Coda goes against the grain in other ways. Other work-tracking tools, such as Trello and Asana, obscure their formulas and tables behind colorful buttons and widgets. They might be less flexible than Coda, but they also feel more approachable. I’ve built a handful of custom trackers in Asana without needing to rely on the help menu at all; to do the same thing in Coda, I had to spend a fair amount of time reading documentation. In Asana I click buttons and they do basically what I expect; in Coda I type an equal sign and cross my fingers.
But Coda is betting there’s a legion of disaffected Excel jockeys out there itching to make powerful, custom, lightweight apps using a more modern formula language. And if that means investing some time to learn the tool, many will. “People had to learn macros 30 years ago,” says John Lilly, another partner at Greylock. Most people will never need to become Coda masters, he says. Once documents are built, other users in the organization can view and manipulate them rather easily. “It gives you more depth as you go,” Lilly says. “We haven’t had an application creation tool like this since HyperCard. I think we’re going to see lots and lots of good experiments.”
Mehrotra says he’s pleased with the experiments he has seen so far.
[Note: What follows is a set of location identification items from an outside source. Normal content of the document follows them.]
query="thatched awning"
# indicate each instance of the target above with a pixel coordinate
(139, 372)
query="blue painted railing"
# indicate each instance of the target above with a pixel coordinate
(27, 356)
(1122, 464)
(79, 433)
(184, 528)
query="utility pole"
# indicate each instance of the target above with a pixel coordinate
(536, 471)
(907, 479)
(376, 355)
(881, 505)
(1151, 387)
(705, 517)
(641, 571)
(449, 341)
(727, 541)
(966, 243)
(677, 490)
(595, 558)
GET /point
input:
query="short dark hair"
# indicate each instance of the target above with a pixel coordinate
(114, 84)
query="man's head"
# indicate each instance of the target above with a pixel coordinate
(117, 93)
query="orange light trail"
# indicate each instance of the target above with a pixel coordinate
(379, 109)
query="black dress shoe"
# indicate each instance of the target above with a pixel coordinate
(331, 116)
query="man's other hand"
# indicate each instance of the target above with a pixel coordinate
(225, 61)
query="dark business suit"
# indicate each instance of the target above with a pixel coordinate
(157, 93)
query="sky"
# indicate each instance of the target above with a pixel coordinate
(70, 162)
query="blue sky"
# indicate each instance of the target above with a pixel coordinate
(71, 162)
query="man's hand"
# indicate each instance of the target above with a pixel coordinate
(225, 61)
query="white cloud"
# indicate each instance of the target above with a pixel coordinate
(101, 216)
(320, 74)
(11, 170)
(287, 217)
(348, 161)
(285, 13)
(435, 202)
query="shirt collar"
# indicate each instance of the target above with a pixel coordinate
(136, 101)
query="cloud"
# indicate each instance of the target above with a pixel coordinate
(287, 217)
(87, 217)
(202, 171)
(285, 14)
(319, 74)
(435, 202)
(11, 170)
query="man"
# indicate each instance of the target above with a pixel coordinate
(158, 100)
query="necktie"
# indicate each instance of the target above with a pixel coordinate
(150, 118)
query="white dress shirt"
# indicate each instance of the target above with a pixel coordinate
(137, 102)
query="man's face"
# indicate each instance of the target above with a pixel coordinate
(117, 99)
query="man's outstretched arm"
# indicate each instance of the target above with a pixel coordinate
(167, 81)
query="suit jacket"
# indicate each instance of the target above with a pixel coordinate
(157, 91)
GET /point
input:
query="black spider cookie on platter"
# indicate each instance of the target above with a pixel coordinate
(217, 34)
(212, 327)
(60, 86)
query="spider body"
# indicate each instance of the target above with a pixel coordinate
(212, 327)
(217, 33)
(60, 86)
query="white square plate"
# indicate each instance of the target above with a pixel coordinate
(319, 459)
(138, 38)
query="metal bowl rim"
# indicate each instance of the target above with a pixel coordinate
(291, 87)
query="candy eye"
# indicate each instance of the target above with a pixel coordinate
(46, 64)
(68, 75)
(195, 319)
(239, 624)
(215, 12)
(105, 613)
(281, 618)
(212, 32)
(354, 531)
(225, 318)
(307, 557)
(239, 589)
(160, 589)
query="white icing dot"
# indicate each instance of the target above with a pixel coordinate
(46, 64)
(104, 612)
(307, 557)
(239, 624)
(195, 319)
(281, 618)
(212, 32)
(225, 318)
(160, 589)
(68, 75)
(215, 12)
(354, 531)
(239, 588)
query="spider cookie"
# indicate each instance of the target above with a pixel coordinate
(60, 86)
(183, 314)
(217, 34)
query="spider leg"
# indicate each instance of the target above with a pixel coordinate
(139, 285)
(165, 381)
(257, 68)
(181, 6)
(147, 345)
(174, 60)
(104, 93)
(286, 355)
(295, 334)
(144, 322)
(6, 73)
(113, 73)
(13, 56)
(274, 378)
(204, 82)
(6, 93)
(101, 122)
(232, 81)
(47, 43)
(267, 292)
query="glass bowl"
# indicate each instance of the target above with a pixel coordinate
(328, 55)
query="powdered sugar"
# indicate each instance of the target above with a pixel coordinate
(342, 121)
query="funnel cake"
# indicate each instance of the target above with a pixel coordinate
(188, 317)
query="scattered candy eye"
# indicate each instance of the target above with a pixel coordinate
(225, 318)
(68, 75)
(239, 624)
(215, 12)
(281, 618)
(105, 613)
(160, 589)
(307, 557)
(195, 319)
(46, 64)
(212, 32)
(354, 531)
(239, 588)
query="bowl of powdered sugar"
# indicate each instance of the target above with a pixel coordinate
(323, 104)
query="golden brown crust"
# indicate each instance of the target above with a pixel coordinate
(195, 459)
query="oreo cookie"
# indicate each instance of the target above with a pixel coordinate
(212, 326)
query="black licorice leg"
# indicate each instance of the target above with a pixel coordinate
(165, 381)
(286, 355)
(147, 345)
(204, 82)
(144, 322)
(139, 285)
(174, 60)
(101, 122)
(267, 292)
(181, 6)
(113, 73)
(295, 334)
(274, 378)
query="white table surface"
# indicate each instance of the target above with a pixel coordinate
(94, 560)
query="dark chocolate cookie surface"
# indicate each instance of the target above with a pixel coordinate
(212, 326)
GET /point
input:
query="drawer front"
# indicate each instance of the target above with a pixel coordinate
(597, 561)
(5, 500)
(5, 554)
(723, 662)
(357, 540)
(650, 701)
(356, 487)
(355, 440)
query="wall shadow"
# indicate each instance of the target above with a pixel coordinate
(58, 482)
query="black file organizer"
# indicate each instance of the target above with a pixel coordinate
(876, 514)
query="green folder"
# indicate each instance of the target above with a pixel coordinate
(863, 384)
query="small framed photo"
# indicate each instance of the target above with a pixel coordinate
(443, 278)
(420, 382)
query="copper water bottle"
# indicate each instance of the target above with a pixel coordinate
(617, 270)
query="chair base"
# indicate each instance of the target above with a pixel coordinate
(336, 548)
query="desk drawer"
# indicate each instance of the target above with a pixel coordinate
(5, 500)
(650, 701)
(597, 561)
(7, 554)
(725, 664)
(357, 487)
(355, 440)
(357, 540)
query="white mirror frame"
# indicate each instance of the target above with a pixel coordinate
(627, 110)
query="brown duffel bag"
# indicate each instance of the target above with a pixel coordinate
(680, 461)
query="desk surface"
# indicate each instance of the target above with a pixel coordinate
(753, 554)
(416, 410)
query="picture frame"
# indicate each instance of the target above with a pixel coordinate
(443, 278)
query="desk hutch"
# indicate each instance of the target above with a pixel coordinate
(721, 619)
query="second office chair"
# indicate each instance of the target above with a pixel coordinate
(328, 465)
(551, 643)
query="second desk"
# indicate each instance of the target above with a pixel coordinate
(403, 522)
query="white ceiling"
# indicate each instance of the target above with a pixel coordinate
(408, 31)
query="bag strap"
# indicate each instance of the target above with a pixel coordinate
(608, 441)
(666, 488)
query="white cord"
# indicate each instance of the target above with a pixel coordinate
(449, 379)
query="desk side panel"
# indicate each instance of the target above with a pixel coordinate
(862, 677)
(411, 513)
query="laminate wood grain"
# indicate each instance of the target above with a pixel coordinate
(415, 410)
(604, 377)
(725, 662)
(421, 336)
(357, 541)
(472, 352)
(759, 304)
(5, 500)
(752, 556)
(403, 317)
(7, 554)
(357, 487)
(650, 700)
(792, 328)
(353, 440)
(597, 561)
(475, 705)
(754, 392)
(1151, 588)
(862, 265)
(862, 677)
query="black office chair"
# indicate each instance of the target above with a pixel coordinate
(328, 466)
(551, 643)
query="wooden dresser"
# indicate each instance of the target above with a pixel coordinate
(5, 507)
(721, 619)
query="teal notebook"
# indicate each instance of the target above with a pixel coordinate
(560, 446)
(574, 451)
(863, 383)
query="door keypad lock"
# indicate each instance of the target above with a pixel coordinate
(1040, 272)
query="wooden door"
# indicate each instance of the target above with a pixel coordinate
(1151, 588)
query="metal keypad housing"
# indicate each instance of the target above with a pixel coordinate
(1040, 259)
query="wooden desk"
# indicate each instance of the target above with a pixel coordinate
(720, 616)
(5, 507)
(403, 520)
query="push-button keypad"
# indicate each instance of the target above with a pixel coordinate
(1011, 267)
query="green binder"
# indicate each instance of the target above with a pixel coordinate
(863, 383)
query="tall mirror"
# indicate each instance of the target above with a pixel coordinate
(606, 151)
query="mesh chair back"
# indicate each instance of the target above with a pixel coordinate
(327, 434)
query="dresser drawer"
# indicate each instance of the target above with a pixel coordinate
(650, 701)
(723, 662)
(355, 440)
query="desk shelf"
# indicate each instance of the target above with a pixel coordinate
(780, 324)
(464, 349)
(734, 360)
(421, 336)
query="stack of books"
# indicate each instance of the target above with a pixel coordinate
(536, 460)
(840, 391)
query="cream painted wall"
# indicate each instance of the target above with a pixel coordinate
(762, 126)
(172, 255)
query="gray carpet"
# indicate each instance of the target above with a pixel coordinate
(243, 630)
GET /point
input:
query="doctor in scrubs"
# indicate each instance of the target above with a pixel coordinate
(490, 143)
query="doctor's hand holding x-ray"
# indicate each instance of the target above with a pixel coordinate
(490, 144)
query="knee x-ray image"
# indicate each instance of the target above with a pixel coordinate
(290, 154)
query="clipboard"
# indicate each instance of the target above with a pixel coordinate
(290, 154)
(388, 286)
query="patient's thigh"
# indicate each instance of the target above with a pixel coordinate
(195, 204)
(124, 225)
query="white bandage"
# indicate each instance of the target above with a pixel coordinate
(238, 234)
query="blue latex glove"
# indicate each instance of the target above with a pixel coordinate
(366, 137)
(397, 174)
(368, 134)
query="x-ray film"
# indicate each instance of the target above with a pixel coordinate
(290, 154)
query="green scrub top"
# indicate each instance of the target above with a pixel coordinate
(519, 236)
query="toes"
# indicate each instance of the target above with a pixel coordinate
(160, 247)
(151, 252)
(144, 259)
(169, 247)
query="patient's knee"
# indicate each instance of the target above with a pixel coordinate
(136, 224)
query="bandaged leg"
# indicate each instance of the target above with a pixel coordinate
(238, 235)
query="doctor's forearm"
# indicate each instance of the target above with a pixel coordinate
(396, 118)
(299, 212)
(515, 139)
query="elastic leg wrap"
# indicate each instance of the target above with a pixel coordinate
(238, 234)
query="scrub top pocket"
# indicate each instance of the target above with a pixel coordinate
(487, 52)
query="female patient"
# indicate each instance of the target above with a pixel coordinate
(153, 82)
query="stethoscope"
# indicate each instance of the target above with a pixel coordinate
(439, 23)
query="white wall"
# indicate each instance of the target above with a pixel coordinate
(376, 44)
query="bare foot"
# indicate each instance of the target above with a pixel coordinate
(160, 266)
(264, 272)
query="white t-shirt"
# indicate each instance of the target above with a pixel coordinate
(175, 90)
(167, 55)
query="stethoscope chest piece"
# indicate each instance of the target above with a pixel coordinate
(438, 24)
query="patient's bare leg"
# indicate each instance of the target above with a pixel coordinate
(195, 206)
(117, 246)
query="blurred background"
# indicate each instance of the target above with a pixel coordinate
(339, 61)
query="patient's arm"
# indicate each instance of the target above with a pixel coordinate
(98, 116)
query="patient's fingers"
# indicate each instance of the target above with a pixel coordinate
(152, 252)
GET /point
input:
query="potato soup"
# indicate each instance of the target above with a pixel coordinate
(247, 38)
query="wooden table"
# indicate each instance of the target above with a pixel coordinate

His daughter, who is 11, is running her school’s Lego robotics team using Coda documents. If he’s worried about Coda’s learning curve, he doesn’t show it.
“I like products where there’s a little bit of depth to them,” he says. "That feeling of, as I become more of an expert, I can do more and more, is a good thing. The tool-centered people are going to say, ‘show me all the features.’ The problem-focused people are going to say, ‘I have this problem. How do I solve it?’ You want to address both.
“One of the reasons spreadsheets run the world,” he adds, “is that they’re super deep.”